The Neon Museum, which features a visitors' center made out of the renovated lobby of the La Concha motel and more than 150 iconic signs, could put Las Vegas on the architectural map. Scholars and artists consider the impact these signs had on the cultural landscape:

 

Alan Hess, architecture historian, mid-century modern expert:  "You’re coming through, especially at night - darkness, wilderness, nothing. And then suddenly as you come over the pass, you begin to see this glimmering colorful display of lights on the floor of the valley. As you approach the signs, they become real, they become large ... they loom over you ... with the Dunes sign, with its onion dome and the Aladdin’s sign, which is kind of like a thousand and one night extravaganza. The Stardust sign, the Sahara sign, the Frontier, all of these."

 

"They were all spectacular, my favorite, the classic one is the Stardust sign. It was 180-200 feet tall and it was as if the heavens opened up and the glitter of the stars was falling on the earth. It was, of course, animated  - you had different colors coming on in sequence. It was in that great Electra-jag font which is over in the Neon Boneyard now. It just captured an era and a time in America, as well as Las Vegas."

 

 

Danielle Kelly, CEO and executive director of the Neon Museum: "My favorite humorous sign is the Steiner Cleaner's happy shirt. So there's no text on it at all, it's just a shirt that's animated and its arms go up and down because it was so happy that it was so beautifully cleaned by Steiner Cleaner's."

 

 

Alan Hess: “This is a thin shell concrete structure in waves. Basically it looks like a shell, a large elaborate seashell in many ways. It was designed by Paul R. Williams, a very noted architect since the 1920s in Los Angeles.
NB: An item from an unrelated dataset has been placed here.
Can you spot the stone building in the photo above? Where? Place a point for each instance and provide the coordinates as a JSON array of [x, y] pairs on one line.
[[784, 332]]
He was also African American, and he rose to the very heights of his profession at a time when African Americans weren’t usually in those positions ... this is not typical of his work, most of his work was beautiful homes for movie stars, lavish and traditional in style. This is ultra-modern, however.”

 

 

  Brian "Buzz" Leming, sign designer: "Everytime I see someone oogling the sign out there I think, 'I remember that one, we worked real hard on tht one' I was there during the heyday all through the modern technology and I’ll take the heyday any time."